NVIDIA / egl-wayland

The EGLStream-based Wayland external platform
MIT License
275 stars 43 forks source link

egl needs an early out to prevent waking the dGPU unnecessarily #89

Open flukejones opened 9 months ago

flukejones commented 9 months ago

On the last two/three years of hybrid laptops, notably Nvidia RTX20xx++ onwards these machines tend to have a better/deeper suspend function which puts the dgpu in to a very low power state when unused.

Combined with glvnd, this introduces a lag or 1-2 seconds while the dgpu wakes in response to queries. Even if it remains unused and the iGPU is used instead. For example opening Nautilus file manager is delayed 1-2s while the dGPU wakes. For a lot of apps that use glvnd this ends up being a bad UX.

A lot of folks are working around this with __EGL_VENDOR_LIBRARY_FILENAMES=/usr/share/glvnd/egl_vendor.d/50_mesa.json.

I reported this here some time ago

CosmicFusion commented 8 months ago

yeah, it hurts battery life too

having the gpu wakeup and blast it's fans every time an app is open

erik-kz commented 8 months ago

This should be fixed by https://github.com/NVIDIA/egl-wayland/commit/ba6c38ad74cf0ef6ec4d7934f68c17a7a2d460ca

flukejones commented 8 months ago

This should be fixed by ba6c38a

Seems a bit hit and miss, but this is likely to be due to how some apps (like Firefox, Vscode, Geary, Evolution) maybe handle GPU stuff. These apps will still wake the GPU, but other apps like Nautilus no-longer do this.

FiestaLake commented 8 months ago
Gert-dev commented 8 months ago

Seems a bit hit and miss, but this is likely to be due to how some apps (like Firefox, Vscode, Geary, Evolution) maybe handle GPU stuff. These apps will still wake the GPU, but other apps like Nautilus no-longer do this.

Nautilus 45 still opens the GPU with the latest egl-wayland

I see the same behaviour as the first comment with applications such as VSCode (even when using the Wayland backend), but not the last: GTK4 apps that were previously problematic such as Nautilus now no longer start the GPU or have the noticeable delay spinning up - also confirmed by monitoring the dGPU state using watch cat /sys/class/drm/card*/device/power_state.

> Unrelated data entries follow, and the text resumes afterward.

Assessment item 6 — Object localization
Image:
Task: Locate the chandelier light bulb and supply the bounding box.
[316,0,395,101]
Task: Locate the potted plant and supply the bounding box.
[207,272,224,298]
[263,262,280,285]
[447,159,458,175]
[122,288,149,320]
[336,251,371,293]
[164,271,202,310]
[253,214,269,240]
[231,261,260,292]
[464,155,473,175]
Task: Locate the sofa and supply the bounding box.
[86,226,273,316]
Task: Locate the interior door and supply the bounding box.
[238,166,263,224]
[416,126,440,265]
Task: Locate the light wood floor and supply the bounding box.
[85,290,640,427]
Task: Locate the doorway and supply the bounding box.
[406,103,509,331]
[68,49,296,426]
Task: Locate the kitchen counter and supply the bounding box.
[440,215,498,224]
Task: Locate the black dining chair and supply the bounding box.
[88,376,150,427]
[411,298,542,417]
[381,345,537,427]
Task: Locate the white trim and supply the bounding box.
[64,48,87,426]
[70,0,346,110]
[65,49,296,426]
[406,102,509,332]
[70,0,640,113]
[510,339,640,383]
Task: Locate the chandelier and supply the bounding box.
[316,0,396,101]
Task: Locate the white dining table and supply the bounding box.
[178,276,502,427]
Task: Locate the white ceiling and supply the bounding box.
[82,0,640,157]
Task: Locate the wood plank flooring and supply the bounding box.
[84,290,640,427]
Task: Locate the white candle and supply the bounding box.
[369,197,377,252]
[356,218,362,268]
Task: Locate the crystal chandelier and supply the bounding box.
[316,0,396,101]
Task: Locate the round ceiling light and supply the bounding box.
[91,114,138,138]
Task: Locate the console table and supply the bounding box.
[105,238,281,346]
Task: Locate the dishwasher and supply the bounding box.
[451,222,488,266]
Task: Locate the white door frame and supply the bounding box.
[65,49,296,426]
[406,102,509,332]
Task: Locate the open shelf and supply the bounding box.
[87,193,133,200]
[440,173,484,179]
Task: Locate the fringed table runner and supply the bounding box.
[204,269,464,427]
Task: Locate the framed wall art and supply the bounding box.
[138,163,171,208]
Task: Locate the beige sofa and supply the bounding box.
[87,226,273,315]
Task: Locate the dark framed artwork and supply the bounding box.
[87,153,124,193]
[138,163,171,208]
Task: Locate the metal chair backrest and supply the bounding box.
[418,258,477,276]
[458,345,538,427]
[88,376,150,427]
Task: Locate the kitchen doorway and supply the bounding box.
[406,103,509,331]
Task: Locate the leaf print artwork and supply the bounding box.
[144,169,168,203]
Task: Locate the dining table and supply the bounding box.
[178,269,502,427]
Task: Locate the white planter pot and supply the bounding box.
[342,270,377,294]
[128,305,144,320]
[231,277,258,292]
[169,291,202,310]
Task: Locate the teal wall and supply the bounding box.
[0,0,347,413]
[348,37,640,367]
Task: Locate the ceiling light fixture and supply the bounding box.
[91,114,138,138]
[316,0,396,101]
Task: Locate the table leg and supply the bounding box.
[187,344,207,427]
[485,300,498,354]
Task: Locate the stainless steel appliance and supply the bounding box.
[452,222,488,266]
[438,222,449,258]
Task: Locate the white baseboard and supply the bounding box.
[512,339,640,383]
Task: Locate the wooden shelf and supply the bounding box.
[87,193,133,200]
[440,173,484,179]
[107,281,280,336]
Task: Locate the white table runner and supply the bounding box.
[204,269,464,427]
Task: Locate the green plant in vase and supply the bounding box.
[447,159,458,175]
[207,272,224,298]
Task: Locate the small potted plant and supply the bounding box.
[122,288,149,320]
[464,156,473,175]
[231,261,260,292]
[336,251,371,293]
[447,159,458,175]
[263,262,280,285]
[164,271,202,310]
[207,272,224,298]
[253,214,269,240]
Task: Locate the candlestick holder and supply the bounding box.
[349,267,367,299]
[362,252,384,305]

Might be worth mentioning for completeness that if the app in question is running in Flatpak, it's not yet fixed likely because the newest release of this library hasn't landed in the base runtimes yet.

FiestaLake commented 8 months ago
  • Nautilus 45 still opens the GPU with the latest egl-wayland

https://youtu.be/gKYoFEvtUJ4

kbrenneman commented 8 months ago

Yeah, anything with Flatpak would need an update to its runtime environment to pick up an updated egl-wayland library.

It might be possible to work around that by using flatpak override --filesystem to map the host's copy of libnvidia-egl-wayland.so.1 through to the container, though at that point it's probably easier to just use the __EGL_VENDOR_LIBRARY_FILENAMES workaround instead.

For other applications, if the app itself (or some other library) tries to call eglQueryDevicesEXT on its own, then it would run into the same problem. Firefox might do that, but I couldn't say for sure -- I think the last time I looked at Firefox's GL code was before Wayland even existed. It would surprise me if something like Geary or Evolution did that, though.

kbrenneman commented 8 months ago

Now that I think about it, if an application calls eglGetDisplay(NULL), or eglGetPlatformDisplay with EGL_PLATFORM_DEVICE_EXT or EGL_PLATFORM_SURFACELESS_MESA then that would also cause the NVIDIA GPU to wake up.

All of those would produce a headless EGLDisplay, without a windowing system associated with it. And without a windowing system, the driver has no way to know which device is driving the desktop.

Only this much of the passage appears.